Réflexions personnelles et naïves sur la richesse et la pauvreté.

LE RICHE ET LES PAUVRES 

  • Dans l’excès du bonheur, il y a peut-être quelque chose de pris à quelqu’un. (V Hugo) 

Les règles de l’économie – locale, nationale ou mondiale – sont rendues très compliquées par des gens qui ont intérêt à ce que ce soit ainsi ; de cette façon les gens ordinaires – nous - ne peuvent pas comprendre les théories qui accompagnent le  système qui profite à ceux qui les édictent et qui paraissent obéir à des règles inéluctables quasi divines. 

Dans tout les cas quelque soit le problème social qui est envisagé, les règles ne se mettent pas en place toutes seules mais avec le consentement tacite de tous.

Il faut en fait se ramener à des notions simples et tout devient clair pour comprendre le système.

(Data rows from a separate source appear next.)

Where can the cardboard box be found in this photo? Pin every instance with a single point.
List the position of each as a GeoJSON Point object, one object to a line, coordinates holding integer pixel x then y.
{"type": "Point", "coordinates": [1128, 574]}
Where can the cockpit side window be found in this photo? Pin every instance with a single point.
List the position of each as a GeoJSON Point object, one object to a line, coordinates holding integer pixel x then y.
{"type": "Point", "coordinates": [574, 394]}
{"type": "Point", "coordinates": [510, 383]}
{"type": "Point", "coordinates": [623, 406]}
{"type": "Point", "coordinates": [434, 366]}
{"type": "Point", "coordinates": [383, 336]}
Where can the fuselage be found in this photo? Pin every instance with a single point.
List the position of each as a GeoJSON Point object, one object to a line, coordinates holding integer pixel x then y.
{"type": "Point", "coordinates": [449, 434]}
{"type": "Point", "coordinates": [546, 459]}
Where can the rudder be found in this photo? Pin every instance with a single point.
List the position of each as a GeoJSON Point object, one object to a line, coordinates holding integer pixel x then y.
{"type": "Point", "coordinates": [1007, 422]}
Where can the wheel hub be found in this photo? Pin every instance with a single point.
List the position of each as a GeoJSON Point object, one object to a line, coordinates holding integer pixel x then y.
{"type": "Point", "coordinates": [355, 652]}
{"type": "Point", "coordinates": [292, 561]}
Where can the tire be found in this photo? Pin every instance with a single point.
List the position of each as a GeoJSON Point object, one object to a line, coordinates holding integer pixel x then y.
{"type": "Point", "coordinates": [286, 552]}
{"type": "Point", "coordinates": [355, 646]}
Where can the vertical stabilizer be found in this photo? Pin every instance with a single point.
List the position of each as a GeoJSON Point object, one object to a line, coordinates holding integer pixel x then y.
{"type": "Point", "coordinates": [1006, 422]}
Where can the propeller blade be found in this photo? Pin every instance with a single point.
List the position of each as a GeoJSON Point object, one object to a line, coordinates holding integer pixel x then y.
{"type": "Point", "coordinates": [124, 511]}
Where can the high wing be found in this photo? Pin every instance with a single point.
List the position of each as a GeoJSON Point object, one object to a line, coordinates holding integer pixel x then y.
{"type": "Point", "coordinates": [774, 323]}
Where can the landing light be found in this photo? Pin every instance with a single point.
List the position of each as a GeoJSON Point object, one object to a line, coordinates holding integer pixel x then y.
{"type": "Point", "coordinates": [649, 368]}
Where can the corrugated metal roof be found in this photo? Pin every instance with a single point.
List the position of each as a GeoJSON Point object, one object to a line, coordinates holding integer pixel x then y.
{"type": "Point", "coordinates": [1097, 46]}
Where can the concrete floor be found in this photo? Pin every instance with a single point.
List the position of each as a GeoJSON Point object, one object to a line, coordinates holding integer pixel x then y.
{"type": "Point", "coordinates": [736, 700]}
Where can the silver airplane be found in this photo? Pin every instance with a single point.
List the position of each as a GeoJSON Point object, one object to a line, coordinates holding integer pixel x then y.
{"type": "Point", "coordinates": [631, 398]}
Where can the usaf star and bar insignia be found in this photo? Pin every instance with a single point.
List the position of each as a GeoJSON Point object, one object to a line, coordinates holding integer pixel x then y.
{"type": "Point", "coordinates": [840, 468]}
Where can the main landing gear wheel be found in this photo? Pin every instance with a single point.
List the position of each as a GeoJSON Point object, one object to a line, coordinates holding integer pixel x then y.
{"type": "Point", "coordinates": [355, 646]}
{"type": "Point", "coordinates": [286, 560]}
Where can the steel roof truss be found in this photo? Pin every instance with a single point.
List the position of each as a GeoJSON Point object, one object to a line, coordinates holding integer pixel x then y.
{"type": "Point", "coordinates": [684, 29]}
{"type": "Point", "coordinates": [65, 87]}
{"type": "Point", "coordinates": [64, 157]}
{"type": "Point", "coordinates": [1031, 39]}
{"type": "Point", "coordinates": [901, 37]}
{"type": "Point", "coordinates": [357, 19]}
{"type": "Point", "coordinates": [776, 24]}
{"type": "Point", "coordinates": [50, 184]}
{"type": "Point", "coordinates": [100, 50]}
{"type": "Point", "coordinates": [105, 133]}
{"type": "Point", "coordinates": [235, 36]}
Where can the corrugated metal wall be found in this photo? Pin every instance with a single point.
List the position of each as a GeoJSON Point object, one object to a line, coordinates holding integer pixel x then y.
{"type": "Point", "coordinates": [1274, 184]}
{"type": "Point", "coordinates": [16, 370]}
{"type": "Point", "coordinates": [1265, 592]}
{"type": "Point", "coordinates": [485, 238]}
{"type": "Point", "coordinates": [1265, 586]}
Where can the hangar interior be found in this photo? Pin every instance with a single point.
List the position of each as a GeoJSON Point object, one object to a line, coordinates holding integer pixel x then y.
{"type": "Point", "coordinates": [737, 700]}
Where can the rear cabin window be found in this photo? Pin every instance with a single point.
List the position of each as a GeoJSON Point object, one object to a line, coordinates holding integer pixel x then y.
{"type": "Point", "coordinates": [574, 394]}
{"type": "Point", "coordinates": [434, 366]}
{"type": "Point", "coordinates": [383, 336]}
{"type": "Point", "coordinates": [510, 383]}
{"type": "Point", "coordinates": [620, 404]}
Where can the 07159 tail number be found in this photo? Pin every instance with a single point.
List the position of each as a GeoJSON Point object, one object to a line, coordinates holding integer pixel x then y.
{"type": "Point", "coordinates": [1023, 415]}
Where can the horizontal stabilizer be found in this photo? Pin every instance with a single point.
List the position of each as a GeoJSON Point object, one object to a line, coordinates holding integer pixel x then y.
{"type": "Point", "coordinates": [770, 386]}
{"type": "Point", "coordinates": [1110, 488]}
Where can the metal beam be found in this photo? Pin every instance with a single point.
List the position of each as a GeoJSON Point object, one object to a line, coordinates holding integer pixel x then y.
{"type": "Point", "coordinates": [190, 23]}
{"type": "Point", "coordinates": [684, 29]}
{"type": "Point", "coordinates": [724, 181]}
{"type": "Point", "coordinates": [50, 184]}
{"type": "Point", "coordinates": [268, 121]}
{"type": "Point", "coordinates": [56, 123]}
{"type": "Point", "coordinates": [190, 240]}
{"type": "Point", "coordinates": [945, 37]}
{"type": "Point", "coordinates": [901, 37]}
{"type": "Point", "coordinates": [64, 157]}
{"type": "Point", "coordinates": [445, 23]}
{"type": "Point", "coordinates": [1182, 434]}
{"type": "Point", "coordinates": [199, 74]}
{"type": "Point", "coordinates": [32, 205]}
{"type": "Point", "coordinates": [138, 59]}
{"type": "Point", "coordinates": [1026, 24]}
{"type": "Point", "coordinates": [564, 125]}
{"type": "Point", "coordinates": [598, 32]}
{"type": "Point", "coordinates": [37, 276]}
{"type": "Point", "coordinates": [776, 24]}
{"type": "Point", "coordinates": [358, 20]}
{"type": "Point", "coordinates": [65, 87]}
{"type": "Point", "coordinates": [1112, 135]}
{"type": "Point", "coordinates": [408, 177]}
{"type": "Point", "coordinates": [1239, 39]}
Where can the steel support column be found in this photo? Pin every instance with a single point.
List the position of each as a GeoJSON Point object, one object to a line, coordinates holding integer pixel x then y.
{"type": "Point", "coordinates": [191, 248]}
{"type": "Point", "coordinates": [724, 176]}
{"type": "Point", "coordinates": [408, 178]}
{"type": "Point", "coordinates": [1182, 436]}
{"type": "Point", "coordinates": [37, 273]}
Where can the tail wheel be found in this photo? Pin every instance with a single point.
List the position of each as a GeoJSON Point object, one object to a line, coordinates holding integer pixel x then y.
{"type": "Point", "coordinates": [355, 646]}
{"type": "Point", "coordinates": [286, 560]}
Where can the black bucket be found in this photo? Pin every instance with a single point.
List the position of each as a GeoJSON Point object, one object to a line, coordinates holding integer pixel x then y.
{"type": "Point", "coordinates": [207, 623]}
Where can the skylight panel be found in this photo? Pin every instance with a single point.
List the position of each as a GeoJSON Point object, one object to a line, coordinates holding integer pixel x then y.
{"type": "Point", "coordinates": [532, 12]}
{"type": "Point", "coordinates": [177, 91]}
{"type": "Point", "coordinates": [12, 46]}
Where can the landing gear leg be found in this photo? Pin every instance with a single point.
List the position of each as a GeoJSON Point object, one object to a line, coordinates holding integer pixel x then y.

Quelque soit le niveau où l’on se situe – famille, entreprise, état etc. - il faut imaginer l’économie comme un pot commun alimenté uniquement par ceux qui travaillent à produire des choses tangibles et ensuite l’individu ou une collectivité quel qu’il soit, puise dedans suivant ce qu’il estime être son droit. Si une personne s’arroge le droit de puiser beaucoup, les autres se débrouillent avec le reste ; et si celui qui puise beaucoup en laisse peu nous l’appellerons riche et les autres pauvres.

Voilà c’est tout simple et on peut ainsi dire :

  • Qu’il faut beaucoup de pauvres pour faire un riche et son corollaire
  • Que l’enrichissement personnel fabrique des pauvres.
  • Que ceux qui ont beaucoup trop sont une plaie pour la communauté.
  • Et même on  peut-on dire que la richesse excessive est criminelle quand elle entraîne la misère avec tout son cortège et notamment la mort d’êtres humains qui n’ont pas assez à manger, qui n’ont pas le minimum vital par défaut de partage.

 Si on est en accord avec ces évidences, il faut avoir un œil neuf sur ceux que nous encensons – riches héritiers, vedettes de tout poil, certains politiciens, grands capitaines d’industrie etc. – ne soyons plus dupes et prenons les pour ce qu’ils sont, des profiteurs du système  souvent inconscients du mal qu’ils font. Il ne faut pas non plus les diaboliser, nous sommes tous complices et nous échangerions pour la plupart notre place avec la leur.

Le pot commun bien entendu est rempli de pleins de choses ;  non seulement d’argent mais de tout ce qui devrait normalement être partagé équitablement et avec une gestion sage ; on peut citer en vrac et cette liste n’est pas limitative :

  • L’eau pure.
  • Le savoir et la connaissance.
  • Les arbres, les plantes qui sont également l’expression de la vie.
  • Les richesses minérales naturelles de la terre.
  • L’énergie...
  • Le travail « utile »
  • La science et la technologie
  • La terre dont nous ne sommes que locataire

J’en profite pour parler des premiers amérindiens – les indiens des Amérique – qui étaient complètement étrangers à l’idée de l’homme blanc qui voulait leur acheter des terres. Ils ne comprenaient pas comment on peut désirer posséder, comment il est possible d’être propriétaire de la terre avec tous ce qui est au-dessus, dessus et au dessous. A cette demande ils répondaient qu’on ne peut pas posséder la liberté du vent, la force de l’eau, la vie qui est partout.

Il faut également relativiser la pauvreté, un pauvre du quart monde peut envier un pauvre occidental.

  Et une citation, elle vient de LEONARD de VINCI qui se présentait comme un humaniste et qui gagnait sa vie notamment en concevant et en essayant de vendre des armes pour les puissants de son époque, « La pauvreté c’est envier ce que les autres ont ».